A recent study from the University of Queensland in Australia, released through the online scientific journal PLOSone, has analyzed the most effective methods for restoring near shore marine environments that have been affected by various human caused — or, anthropogenic — activities. In the wake of massive weather events like Hurricanes Harvey in Houston and Irma impacting South Florida and the Upper Keys, the findings are particularly timely.
Near shore saltwater habitats in subtropical latitudes typically include both flats — prime playing fields for Florida anglers pursuing Bonefish — and brackish water estuaries, which are populated with Redfish and Sea Trout that are now a focus for fly fisherman on the Texas Gulf Coast. In more temperate climates such as the Pacific Northwest and New England, estuaries of moderate salinity provide rearing grounds for juvenile sport fish such as salmon and striped bass. In all cases, the presence of seagrass is an indicator of environmental health and has been identified as a crucial element in the purification of water through its metabolisis of sulfur dioxide, a potent and naturally occurring biotoxin.
While an effective seawater purifier itself, Seagrass is sensitive to toxin loads expelled from onshore agricultural and urban runoff, particularly herbicides. When Seagrasses die, they drive a feedback loop of sulfur dioxide increase through rotting vegetable matter being broken down by bacteria and fungi. As reported by the Washington Post, water in these "Dead Zones" becomes discolored and turbid, and can create conditions for toxic algae blooms as have been increasingly seen on the southern Florida Gulf Coast, which presents a direct threat to humans in addition to marine life.

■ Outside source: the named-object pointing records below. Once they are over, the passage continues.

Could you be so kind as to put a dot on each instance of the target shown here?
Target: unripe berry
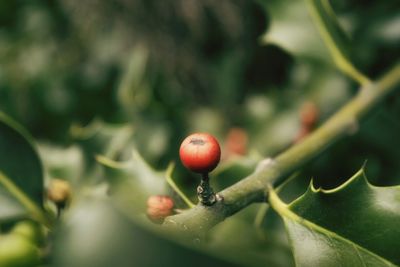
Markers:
(59, 192)
(159, 207)
(200, 152)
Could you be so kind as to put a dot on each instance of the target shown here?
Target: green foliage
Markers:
(353, 224)
(20, 163)
(109, 90)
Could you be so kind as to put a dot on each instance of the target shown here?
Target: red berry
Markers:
(200, 152)
(159, 207)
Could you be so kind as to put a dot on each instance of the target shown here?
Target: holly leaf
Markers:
(133, 181)
(99, 137)
(20, 165)
(292, 29)
(355, 224)
(95, 233)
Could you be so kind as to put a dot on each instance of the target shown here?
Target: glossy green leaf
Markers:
(96, 234)
(334, 38)
(292, 29)
(20, 163)
(99, 137)
(133, 181)
(355, 224)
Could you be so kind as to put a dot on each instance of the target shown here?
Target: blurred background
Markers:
(105, 77)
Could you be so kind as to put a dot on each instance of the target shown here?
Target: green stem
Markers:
(173, 185)
(275, 171)
(35, 211)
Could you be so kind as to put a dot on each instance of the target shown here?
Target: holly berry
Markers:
(200, 152)
(159, 207)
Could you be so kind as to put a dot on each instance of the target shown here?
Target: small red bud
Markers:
(200, 152)
(309, 115)
(159, 207)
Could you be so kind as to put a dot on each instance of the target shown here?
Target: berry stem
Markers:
(205, 193)
(252, 188)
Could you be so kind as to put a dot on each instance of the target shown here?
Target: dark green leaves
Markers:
(355, 224)
(96, 234)
(19, 164)
(133, 181)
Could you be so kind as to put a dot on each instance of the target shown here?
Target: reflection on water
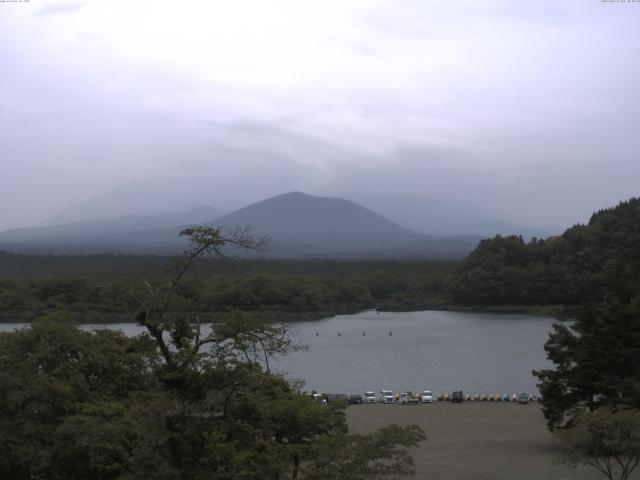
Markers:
(440, 351)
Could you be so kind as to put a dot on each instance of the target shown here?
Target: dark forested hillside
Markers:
(577, 267)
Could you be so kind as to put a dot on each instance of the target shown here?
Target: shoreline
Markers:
(558, 312)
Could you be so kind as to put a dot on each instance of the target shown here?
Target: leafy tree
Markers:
(607, 440)
(172, 404)
(597, 361)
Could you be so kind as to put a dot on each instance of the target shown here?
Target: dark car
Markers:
(336, 397)
(457, 396)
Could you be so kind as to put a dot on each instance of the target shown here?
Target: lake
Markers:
(440, 351)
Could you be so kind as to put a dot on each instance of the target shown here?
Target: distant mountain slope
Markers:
(298, 226)
(307, 219)
(578, 267)
(102, 230)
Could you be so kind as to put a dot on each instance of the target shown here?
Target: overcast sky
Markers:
(527, 110)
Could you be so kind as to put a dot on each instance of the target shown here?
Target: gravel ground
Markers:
(474, 440)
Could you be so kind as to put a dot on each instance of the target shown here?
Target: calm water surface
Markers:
(440, 351)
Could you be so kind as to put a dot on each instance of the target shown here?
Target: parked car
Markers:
(336, 397)
(386, 396)
(369, 397)
(408, 398)
(457, 396)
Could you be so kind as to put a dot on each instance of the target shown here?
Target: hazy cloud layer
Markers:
(526, 110)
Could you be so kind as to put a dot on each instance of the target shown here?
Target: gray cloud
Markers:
(58, 8)
(526, 111)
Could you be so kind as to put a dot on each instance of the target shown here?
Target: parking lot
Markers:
(474, 440)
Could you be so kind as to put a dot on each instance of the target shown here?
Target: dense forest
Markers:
(577, 267)
(94, 285)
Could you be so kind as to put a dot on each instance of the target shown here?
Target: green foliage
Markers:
(596, 360)
(607, 440)
(578, 267)
(172, 404)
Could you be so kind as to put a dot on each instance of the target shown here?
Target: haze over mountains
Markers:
(297, 225)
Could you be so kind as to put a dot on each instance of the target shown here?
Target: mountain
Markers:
(297, 225)
(580, 266)
(137, 232)
(435, 216)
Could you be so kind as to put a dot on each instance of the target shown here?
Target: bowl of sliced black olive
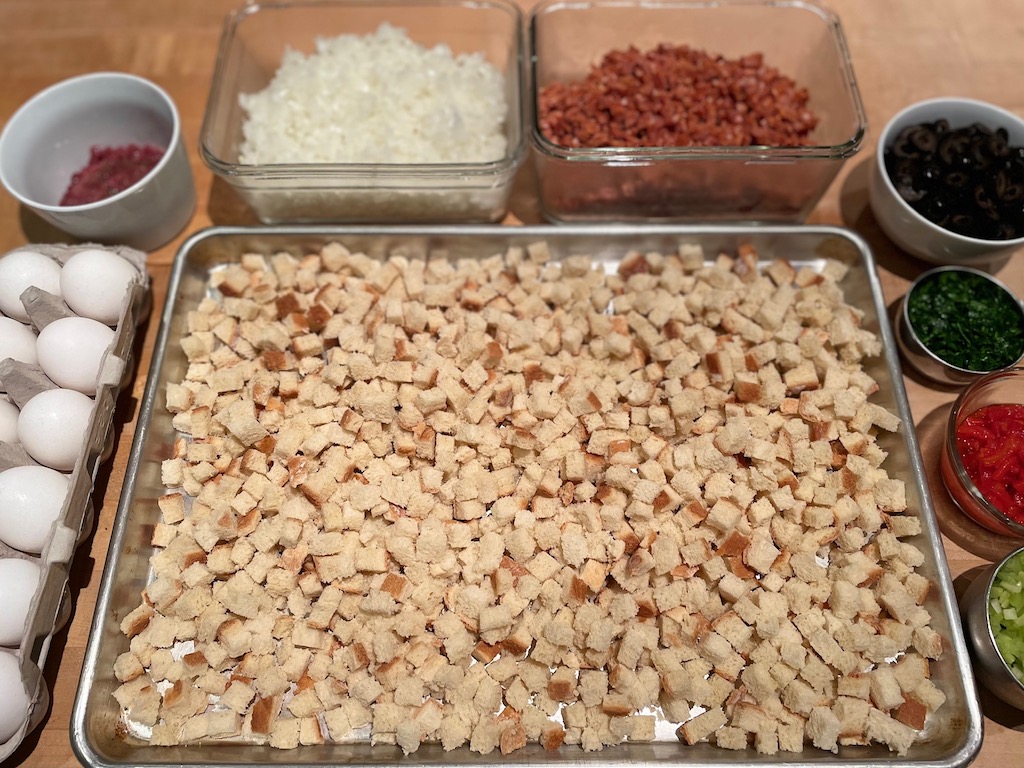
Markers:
(948, 181)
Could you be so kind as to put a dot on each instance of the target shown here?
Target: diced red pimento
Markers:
(111, 170)
(990, 442)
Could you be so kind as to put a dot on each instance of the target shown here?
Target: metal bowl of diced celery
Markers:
(992, 609)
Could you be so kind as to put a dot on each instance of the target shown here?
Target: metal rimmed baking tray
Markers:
(951, 737)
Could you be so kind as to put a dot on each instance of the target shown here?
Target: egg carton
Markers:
(51, 605)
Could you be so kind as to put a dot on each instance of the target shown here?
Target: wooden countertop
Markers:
(902, 50)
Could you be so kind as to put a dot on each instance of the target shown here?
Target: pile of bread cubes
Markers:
(512, 500)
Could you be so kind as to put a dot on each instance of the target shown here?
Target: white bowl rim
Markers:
(70, 83)
(880, 161)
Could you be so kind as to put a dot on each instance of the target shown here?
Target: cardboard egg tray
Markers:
(51, 606)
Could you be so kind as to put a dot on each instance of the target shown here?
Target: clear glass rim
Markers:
(327, 171)
(647, 155)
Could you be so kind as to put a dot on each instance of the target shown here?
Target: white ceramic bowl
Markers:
(48, 140)
(905, 226)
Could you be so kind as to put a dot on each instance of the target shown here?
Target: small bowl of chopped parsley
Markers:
(956, 324)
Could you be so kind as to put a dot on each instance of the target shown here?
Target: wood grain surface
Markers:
(903, 50)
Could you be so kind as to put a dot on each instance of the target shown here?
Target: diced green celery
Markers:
(1006, 613)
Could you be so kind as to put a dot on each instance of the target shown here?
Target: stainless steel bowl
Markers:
(923, 359)
(993, 673)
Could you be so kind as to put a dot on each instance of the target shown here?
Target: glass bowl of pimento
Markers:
(982, 462)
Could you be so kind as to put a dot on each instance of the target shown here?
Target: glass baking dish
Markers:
(253, 43)
(695, 183)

The massive volume of water that was recently dumped on south Texas and Florida will undoubtedly carry huge amounts of chemicals, herbicides, pesticides and other agents that will increase mortality of near shore marine vegetation. The University of Queensland study has identified the most effective means for restoring seagrass biologies, with four main strategies being outlined that are dependent on subjective conditions.

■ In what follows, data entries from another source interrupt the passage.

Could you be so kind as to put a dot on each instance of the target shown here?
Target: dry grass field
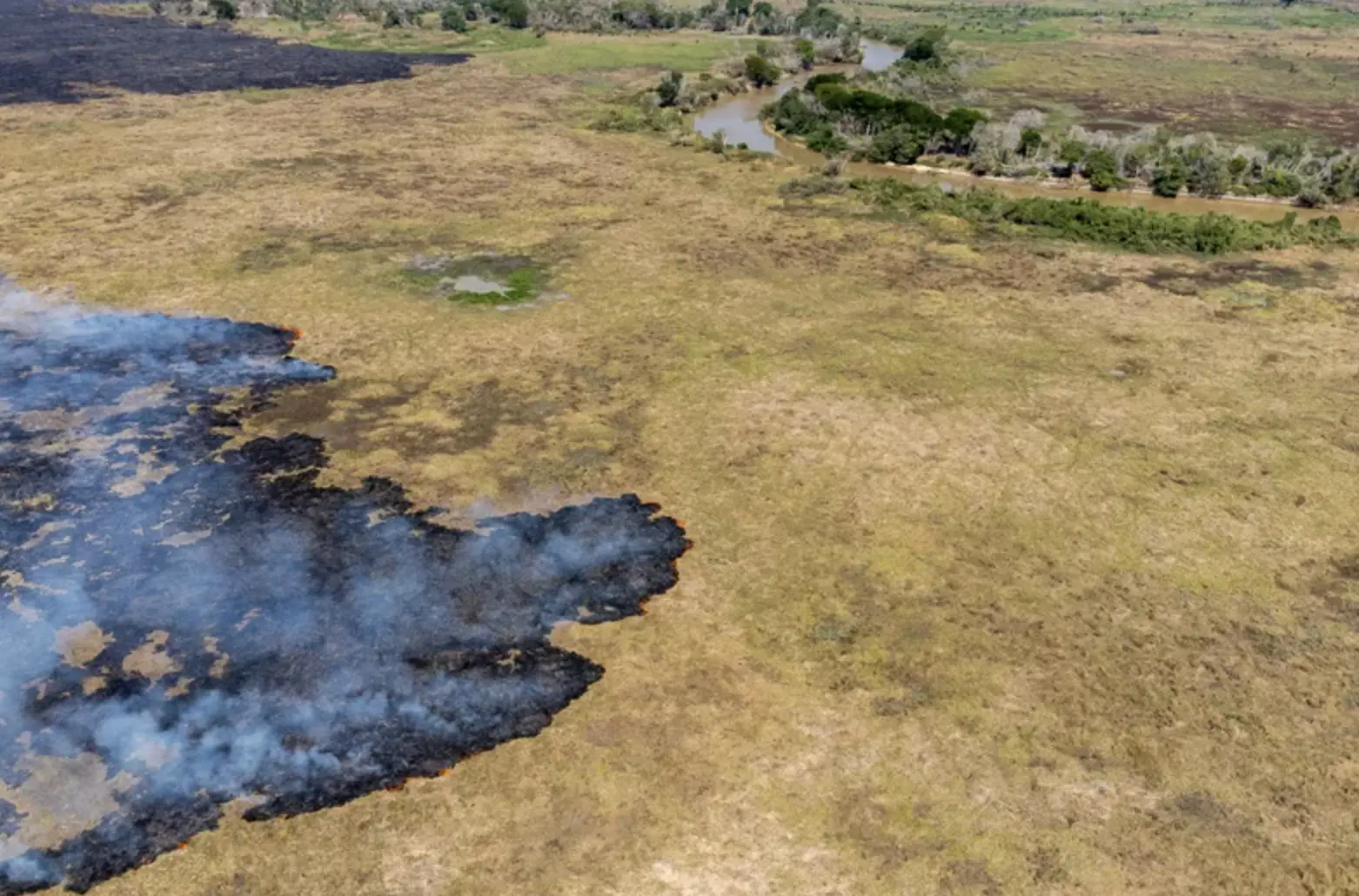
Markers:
(1018, 569)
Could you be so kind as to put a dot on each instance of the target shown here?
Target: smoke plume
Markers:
(211, 625)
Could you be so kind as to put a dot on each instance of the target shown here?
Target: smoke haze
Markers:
(211, 625)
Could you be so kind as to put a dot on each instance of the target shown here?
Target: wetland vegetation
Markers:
(1023, 535)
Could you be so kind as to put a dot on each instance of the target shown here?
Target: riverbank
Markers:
(1080, 185)
(740, 120)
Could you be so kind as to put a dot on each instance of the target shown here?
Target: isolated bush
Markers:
(927, 48)
(1281, 184)
(1208, 177)
(761, 72)
(813, 185)
(960, 124)
(1310, 197)
(1101, 169)
(1071, 154)
(827, 140)
(452, 19)
(817, 19)
(900, 144)
(510, 12)
(667, 91)
(1169, 177)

The study states, "We propose that integrated land--sea planning must compare the cost-effectiveness of 4 broad conservation actions: protect habitat on the land, protect habitat in the ocean, restore habitat on the land, and restore habitat in the ocean. Here, we develop a repeatable and transferable approach to determine which of those 4 actions maximises the extent of intact marine habitat for a given budget and project timeframe"
A proposed budget of $50 million USD per year over a multi-decade timeframe was applied to the study results, which were intended to address the needs of near shore environments of specific and limited area. This represents a significant and probably shockingly large expenditure for local economies.
With a conservative estimate of the value of sport fishing economy in south Florida representing $1.8 Billion, this type of analysis is a valuable tool for policy makers both at the state and federal level. However, while the cost-benefit analysis of the study seems to be straightforward and well considered, the realistic expenditures for these types of efforts would appear to be on a governmental scale, and would require significant political will to enact legislation.
With increasing evidence of more and larger weather events driving environmental disruptions, localized responses to these types of events eventually will have to be considered on balance relative to the cost of addressing the root causes of climate change.